Tutti sappiamo quando la guerra è iniziata, quel disastroso 7 ottobre rappresenta un punto di non ritorno per la fragile convivenza di due popoli che non hanno mai trovato pace. Al contrario, nessuno sa quando la guerra finirà. Un’escalation del conflitto per ora sembra scongiurata, ma Israele non sembra intenzionata a fermare l’assedio a Gaza finché l’ultimo dei capi di Hamas non sarà eliminato, e da parte sua Hamas farà resistenza armata a oltranza.

Nelle ultime settimane le diplomazie sono a lavoro per arrivare a un cessate il fuoco temporaneo basato sullo scambio di prigionieri, un lasso di tempo che consentirebbe l’accesso di aiuti umanitari e l’evacuazione dei civili nel sud della Striscia. Parallelamente cominciano a delinearsi su più livelli i tentativi di dialogo per immaginare lo scenario post Hamas di Gaza che non puo’ che partire da un’operazione di peacekeeping. La scorsa settimana, il primo ministro Israeliano Benjamin Netanyahu aveva dichiarato ad Abc che “Israele manterrà la responsabilità della sicurezza nella Striscia per un tempo indefinito”. Il presidente USA Biden e l’Alto Rappresentante dell’UE per gli Affari Esteri Borrell hanno tuttavia espresso la propria disapprovazione per le intenzioni di Israele sulla Striscia, temendo che si possa replicare il costante regime di ostilità che tutt’oggi dilaga in Cisgiordania, minando ulteriormente la stabilità della regione.

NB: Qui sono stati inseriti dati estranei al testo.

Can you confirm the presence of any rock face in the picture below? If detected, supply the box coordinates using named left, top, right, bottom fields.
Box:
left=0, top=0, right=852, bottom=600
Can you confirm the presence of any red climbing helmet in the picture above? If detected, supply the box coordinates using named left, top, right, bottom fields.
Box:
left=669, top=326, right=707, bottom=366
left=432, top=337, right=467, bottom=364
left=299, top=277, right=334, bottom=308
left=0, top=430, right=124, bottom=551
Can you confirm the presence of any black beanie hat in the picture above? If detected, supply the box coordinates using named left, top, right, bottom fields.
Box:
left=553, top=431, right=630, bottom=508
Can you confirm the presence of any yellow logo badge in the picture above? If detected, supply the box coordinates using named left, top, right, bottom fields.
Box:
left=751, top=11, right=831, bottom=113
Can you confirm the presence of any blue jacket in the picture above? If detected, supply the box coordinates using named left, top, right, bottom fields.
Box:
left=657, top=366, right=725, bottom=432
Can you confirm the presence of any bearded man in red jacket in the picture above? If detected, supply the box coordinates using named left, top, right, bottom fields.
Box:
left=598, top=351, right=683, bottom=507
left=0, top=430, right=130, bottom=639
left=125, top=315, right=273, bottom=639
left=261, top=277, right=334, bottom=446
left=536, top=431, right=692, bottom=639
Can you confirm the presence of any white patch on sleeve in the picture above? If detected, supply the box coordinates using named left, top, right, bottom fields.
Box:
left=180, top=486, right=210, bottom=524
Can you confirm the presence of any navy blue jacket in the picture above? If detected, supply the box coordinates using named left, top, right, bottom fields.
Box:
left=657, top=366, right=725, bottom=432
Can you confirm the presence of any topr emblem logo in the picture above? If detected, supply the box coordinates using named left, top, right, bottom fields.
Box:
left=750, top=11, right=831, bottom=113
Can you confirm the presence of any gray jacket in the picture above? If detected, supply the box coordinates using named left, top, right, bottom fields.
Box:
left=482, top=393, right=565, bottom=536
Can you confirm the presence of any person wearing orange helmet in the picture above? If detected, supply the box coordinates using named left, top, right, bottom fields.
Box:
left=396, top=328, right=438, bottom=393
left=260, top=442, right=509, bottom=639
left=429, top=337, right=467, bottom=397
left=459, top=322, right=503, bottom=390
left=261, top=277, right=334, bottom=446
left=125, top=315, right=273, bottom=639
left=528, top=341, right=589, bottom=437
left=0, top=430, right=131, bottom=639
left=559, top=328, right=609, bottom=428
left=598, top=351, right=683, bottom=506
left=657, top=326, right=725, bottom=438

Generalmente, la comunità internazionale sostiene la soluzione “due popoli, due stati” come la più equa e realizzabile. Tuttavia, tale disegno non potrà essere attuato senza una missione di pace nella regione, finalizzata inoltre alla ricostruzione della Striscia dopo i massicci bombardamenti di Israele e all’instaurazione di una leadership Palestinese preparata, credibile e riconosciuta, possibilmente puntando sul rafforzamento dell’Autorità Nazionale Palestinese (visione espressa dal Segretario di Stato americano Blinken e dall’Alto Rappresentante UE Borrell). Tale soluzione, seppur con differenze nella gestione effettiva, è suggerita dalla Conferenza di Parigi convocata dal presidente Macron (che ha ottenuto lo stanziamento di 1.2 miliardi di dollari per l’immediato aiuto umanitario a Gaza) e dal G7, i cui ministri degli Esteri si sono riuniti la scorsa settimana a Tokyo. La ministeriale ha rilasciato una dichiarazione congiunta in cui si afferma che “una soluzione a due Stati, che prevede che Israele e uno Stato palestinese vivano fianco a fianco in pace, sicurezza e riconoscimento reciproco, rimane l’unica via verso una pace giusta, duratura e sicura”.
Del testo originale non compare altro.